DocsPsy OverviewHow a Block is Made

How a Block is Made

A journey from transaction to block proof

Psy Network: End-to-End Block Production Journey

Understanding the lifecycle of transactions and proofs within the Psy network, from a user's local actions to the finalization of a globally verifiable block, is crucial for developers. This document traces this intricate journey, highlighting the roles of different network participants and the flow of Zero-Knowledge Proofs (ZKPs) that underpin Psy's security and scalability.

The process can be broadly divided into four main phases:

  1. Phase 1: User Proving Session (UPS) - Local Execution & Proof Generation
  2. Phase 2: Realm-Level Ingestion & Initial Aggregation (GUTA Entry)
  3. Phase 3: Coordinator-Level Aggregation & Global Operations
  4. Phase 4: Final Block Proof Generation & Finalization

Phase 1: User Proving Session (UPS) - Local Execution & Proof Generation

This phase occurs on the user's device or a delegate chosen by the user. The goal is to process a batch of the user's desired transactions for the upcoming block and generate a single, compact "End Cap" proof that attests to their validity and is authorized by the user.

Step 1.1: Session Initialization

  • Action: The user (or their client software) initiates a User Proving Session.
  • Circuit: UPSStartSessionCircuit is executed locally.
  • Purpose: To establish a cryptographically secure starting point for the session.
  • Process:
    1. The user's client fetches the latest finalized global CHKP (Checkpoint) root from a Realm or Coordinator.
    2. It also fetches the user's current ULEAF (User Leaf) data from their GUSR (Global User Tree) segment, as it existed at that CHKP root. This ULEAF contains the root of their UCON (User Contract Tree) and other metadata like nonce and balance.
    3. The UPSStartSessionCircuit takes these (e.g., CHKP root, Merkle proof of ULEAF in GUSR anchored to that CHKP root) as inputs/witnesses.
    4. Proves: That the session starts from a valid, globally recognized state for that user (i.e., their ULEAF was part of the claimed CHKP root) and initializes the session's internal state (e.g., transaction count to 0, debt trees to empty).
    5. Output: A "start session" proof and an initial UserProvingSessionHeader. This header contains the session_start_context (linking to the global CHKP root) and the current_state of the UPS (which initially mirrors the start state but with an updated last_checkpoint_id).

Step 1.2: Local Contract Function Execution & CFC Proof Generation (Repeated for each transaction)
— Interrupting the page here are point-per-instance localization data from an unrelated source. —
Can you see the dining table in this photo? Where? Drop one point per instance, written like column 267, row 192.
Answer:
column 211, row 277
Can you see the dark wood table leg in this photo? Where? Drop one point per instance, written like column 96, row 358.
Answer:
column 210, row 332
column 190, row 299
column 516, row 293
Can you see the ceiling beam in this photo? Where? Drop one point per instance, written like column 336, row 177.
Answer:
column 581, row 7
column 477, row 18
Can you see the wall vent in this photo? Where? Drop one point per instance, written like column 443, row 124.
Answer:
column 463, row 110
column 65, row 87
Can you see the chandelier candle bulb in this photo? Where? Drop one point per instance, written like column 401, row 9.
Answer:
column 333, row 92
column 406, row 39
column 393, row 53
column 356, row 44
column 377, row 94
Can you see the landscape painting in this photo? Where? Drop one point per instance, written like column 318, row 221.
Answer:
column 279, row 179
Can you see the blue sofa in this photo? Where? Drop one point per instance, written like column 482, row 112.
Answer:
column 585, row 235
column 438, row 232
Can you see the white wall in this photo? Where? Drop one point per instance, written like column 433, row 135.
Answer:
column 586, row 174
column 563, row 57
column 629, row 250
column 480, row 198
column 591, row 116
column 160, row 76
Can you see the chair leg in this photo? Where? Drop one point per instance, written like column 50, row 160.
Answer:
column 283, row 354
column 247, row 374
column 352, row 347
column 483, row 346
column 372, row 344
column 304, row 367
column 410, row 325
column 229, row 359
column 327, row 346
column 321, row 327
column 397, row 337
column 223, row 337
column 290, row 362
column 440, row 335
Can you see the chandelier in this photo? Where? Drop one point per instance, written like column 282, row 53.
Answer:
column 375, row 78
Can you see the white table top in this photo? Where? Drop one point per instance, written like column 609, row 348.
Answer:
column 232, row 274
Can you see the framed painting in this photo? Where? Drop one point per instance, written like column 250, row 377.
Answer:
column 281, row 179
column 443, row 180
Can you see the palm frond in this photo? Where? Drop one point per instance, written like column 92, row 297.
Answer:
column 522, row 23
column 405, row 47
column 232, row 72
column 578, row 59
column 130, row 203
  • Action: For each transaction the user wants to include (e.g., calling a function on a smart contract).
  • Circuit: A specific DapenContractFunctionCircuit (CFC) corresponding to the smart contract function being called is executed locally.
  • Purpose: To execute the smart contract logic and generate a ZK proof of its correct execution for this specific instance (inputs, current user CSTATE).
  • Process:
    1. The user's client provides the necessary inputs to the CFC:
      • The tx_ctx_header (transaction context header): This includes the assumed starting state for this specific contract interaction (e.g., the root of the user's CSTATE for this contract, derived from their UCON from the previous UPS step or start session).
      • Call arguments for the smart contract function.
      • The session_proof_tree_root (root of the user's local recursive proof tree built so far in this UPS).
    2. The Dapen runtime executes the CFC logic locally, simulating state changes to the user's CSTATE for that contract.
    3. Proves: That the CFC's internal operations faithfully followed its defined code, transforming the assumed start_contract_state_tree_root to the end_contract_state_tree_root and producing the claimed outputs, given the inputs.
    4. Output: A CFC proof and the transaction_end_ctx (containing end state roots and output hashes).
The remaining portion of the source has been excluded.